I'm looking into gettin my own horse, I've been riding since I was 10 (now 17) and aswell as my lessons I help an old man who lives close to me look after his horses. I have a friend who is moving out of the country for a couple of years but is still keeping her house here (about a 30 second walk from my place) and it has a stable and tack room in excellent condition, so I'm concidering asking her if I could keep my horse there. Do you think this is a good idea? It would be alot cheaper than paying to keep my horse at the farm near me, plus I have alot of free time before and after college to look after the horse. Pleeeaase give me some opinions lol

xx


----------



## Natnat

If your friend lets you keep your new horse at her house that is a bonus saves you paying rent for field and stable, you would just have to make sure you get a horse that doesnt mind being on its own.

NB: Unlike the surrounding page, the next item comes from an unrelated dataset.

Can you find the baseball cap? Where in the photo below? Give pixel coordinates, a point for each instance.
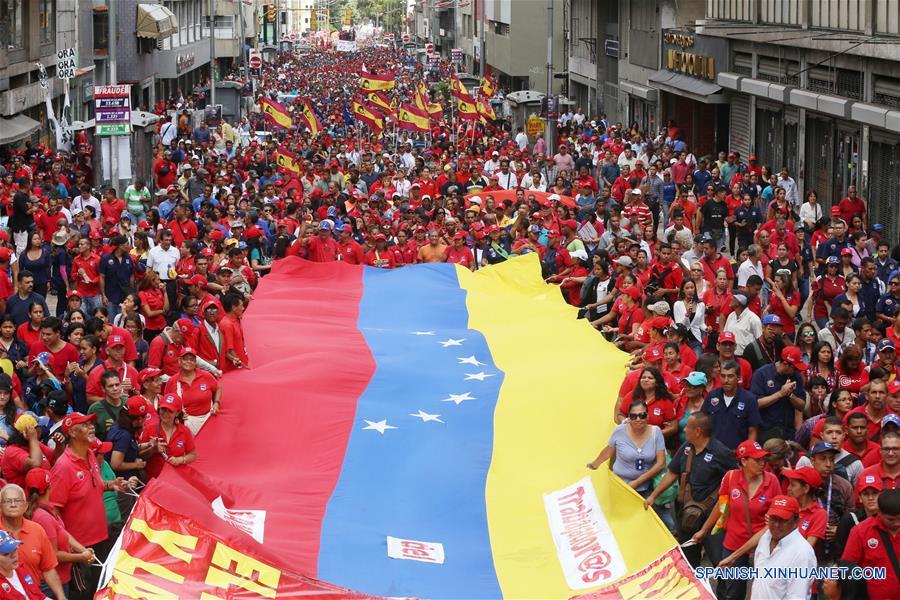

My horse is a rite freak when left on her own. My horse is at a d.i.y. livery yard now as she was being too naughty being in a field on her own and would not let me ride her.


----------



## Chikadee

Haha love her!! 

The horses I ride for that man are like that, one of them is too big for me, but the other is just perfect....except for her attitude! She was broken in badly apparently, she is the sweetest thing really and doesnt set out to hurt or frighten anyone (loves a bath haha) but wen u ride her she just thinks she can do watever, its only after about an hr that she starts to properly take notice of u. Shes amazing all the same, and to be honest Im greatful shes so nuts, its given me more of an idea wat a 'crazy' horse is like, better for experiance I think =)


----------



## MeganRose

I worked out roughly how much I'D spend a year on a horse.
Which is aroud £2000 for rent, shoeing, worming, insurance, dentists and bootster injections. Not including feed or vets bills, because both vary so much. Also not including tack/kit.
But yes, that'd be the very cheapest/basics of horse-owning.

I get rent and hay really cheap where I live, and sometimes cheap shoeing, which is a good bonus.


----------



## Sophia

Also, don't forget that if you keep your horse privately (i.e. not at a livery yard) then you may well be responsible for the upkeep of facilitites, so it's not neccessarily any cheaper - I keep my three at home and we have to pay for everything down to muck heap removal, fertilising the fields, fencing, riding arena upkeep as well as having had to buy jumps, wings, poles etc. 

It sounds very idillic keeping your horse's by yourself - but the reality is that it can be very lonely and extremely hard-work. There's not neccessarily anyone one else to help you out and even simple things like not having anyone to ride out with or wanting a second opinion on something. 

Having said that, I love having them on my doorstep and it's definately easier in some ways ... no yard politics and feeding in my PJ's before going back to bed springs to mind immediately!


----------